小樽の女(ひと)

鰊御殿(青山別邸)

 「逢いたい気持がままならず、北国の街は冷たく遠い。木枯らし舞い散る小樽の駅でーーー」と歌われた小樽市を先週産業市民委員会の視察で訪問しました。人口13万9千人の都市、札幌から快速で30分余りのベットタウン的な街にとなりましたが、以前は鰊(にしん)や金融で栄えた街でした。現在は700万人以上の観光客が押し寄せる北海道でも札幌に次ぐ観光都市とのことですが、観光客の凄さとは裏腹に平成12年には15万にあった人口が僅か7年で1万1千人も減少し、再開発された小樽築港地域への人口増も上手くいっていないとの説明でした。
 観光客の滞在時間も旭山動物園が人気を博している影響で以前よりも短くなったとのことで、観光客数の増加も大切だが滞在時間、日数の増加に力点をおいた観光政策を進めているとのことでした。

 現在、観光での売り上げは小樽市の総売上の3割、従業員数も3割を占める第一の基幹産業とのことですが、中央資本の店も多いようで、観光客が来なくなったら直ぐに撤退してしまうのではないかと思いました。確かに観光業は売り上げ、雇用に及ぼす影響は大ですが、それを維持していくためには日頃の精進・努力が不可欠であり本当に難儀い産業であると思います。以前黒川村の村長が言われておられた「毎年ひとつずつ新しい物・光を作っていかなければお客さんは来なくなる。その新しい物・光を創造しそして借金をして作り、それ相当の客が来るか否かは大きな賭である。

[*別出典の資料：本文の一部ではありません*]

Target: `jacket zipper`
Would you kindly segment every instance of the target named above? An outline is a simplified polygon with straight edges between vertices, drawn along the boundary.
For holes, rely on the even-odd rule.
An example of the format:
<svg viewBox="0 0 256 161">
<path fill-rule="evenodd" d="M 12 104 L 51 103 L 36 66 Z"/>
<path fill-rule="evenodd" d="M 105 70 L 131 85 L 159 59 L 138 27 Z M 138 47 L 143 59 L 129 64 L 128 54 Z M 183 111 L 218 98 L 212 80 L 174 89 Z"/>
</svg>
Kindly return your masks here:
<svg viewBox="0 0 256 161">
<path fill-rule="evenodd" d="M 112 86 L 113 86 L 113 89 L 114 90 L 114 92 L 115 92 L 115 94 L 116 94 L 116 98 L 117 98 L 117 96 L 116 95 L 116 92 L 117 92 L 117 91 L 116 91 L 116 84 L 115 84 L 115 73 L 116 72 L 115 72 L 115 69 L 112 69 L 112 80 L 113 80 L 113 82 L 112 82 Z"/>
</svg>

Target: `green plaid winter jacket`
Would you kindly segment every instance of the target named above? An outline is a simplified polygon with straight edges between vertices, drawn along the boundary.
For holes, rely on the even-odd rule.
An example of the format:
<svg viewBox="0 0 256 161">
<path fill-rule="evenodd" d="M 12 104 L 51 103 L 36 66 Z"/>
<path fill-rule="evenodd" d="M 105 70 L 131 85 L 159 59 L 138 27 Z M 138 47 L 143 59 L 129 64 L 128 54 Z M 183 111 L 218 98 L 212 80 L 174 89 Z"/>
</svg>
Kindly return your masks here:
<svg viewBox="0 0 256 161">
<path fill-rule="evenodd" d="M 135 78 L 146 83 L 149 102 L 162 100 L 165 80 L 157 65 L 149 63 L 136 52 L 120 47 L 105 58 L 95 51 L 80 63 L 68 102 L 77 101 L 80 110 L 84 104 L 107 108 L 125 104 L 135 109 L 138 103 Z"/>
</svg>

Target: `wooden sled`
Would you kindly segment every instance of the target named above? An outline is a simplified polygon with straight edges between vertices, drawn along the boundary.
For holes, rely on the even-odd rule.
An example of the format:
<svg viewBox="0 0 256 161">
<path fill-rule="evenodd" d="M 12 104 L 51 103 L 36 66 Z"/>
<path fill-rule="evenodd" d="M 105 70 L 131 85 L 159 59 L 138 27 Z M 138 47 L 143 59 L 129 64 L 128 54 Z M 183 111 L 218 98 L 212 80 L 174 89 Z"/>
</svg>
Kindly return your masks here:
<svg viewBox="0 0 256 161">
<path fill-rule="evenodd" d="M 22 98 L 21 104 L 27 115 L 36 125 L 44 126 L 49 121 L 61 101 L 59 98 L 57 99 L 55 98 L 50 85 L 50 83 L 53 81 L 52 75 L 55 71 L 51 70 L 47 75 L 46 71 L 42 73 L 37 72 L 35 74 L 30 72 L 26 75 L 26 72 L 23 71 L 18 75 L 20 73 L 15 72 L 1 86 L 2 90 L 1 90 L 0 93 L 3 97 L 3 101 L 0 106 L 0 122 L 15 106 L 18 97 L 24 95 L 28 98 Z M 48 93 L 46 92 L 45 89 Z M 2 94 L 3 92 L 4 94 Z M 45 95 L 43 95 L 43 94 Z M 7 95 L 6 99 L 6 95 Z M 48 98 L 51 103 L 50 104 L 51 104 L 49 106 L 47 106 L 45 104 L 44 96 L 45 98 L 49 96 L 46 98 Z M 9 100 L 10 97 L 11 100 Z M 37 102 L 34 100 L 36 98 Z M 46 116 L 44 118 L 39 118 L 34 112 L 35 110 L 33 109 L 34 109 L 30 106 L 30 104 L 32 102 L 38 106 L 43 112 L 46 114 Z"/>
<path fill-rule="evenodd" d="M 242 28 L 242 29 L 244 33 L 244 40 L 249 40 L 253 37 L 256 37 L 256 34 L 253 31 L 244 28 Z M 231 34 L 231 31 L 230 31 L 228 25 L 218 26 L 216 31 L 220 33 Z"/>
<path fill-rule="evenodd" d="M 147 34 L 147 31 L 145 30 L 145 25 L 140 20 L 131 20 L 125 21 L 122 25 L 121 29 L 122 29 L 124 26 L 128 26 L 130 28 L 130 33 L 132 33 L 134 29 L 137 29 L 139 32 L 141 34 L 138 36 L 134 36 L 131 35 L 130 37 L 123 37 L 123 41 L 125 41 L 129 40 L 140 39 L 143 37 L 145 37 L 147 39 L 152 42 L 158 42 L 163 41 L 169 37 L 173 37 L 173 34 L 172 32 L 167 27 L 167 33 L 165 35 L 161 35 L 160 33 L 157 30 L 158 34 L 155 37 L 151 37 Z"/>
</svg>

」このような新たな物を作り出す観光は、バブル期には成功しましたが、現在ではリスクも大きくそして長続きしないかと思います。
 無理をしない、これまで培ってきた物にちょっと付加価値をつけ見せる観光が現代にあった望ましいものではないかと思います。
 観光客数や売上高に踊らせられない地に着いた観光振興をしなければと考えさせられた視察でした。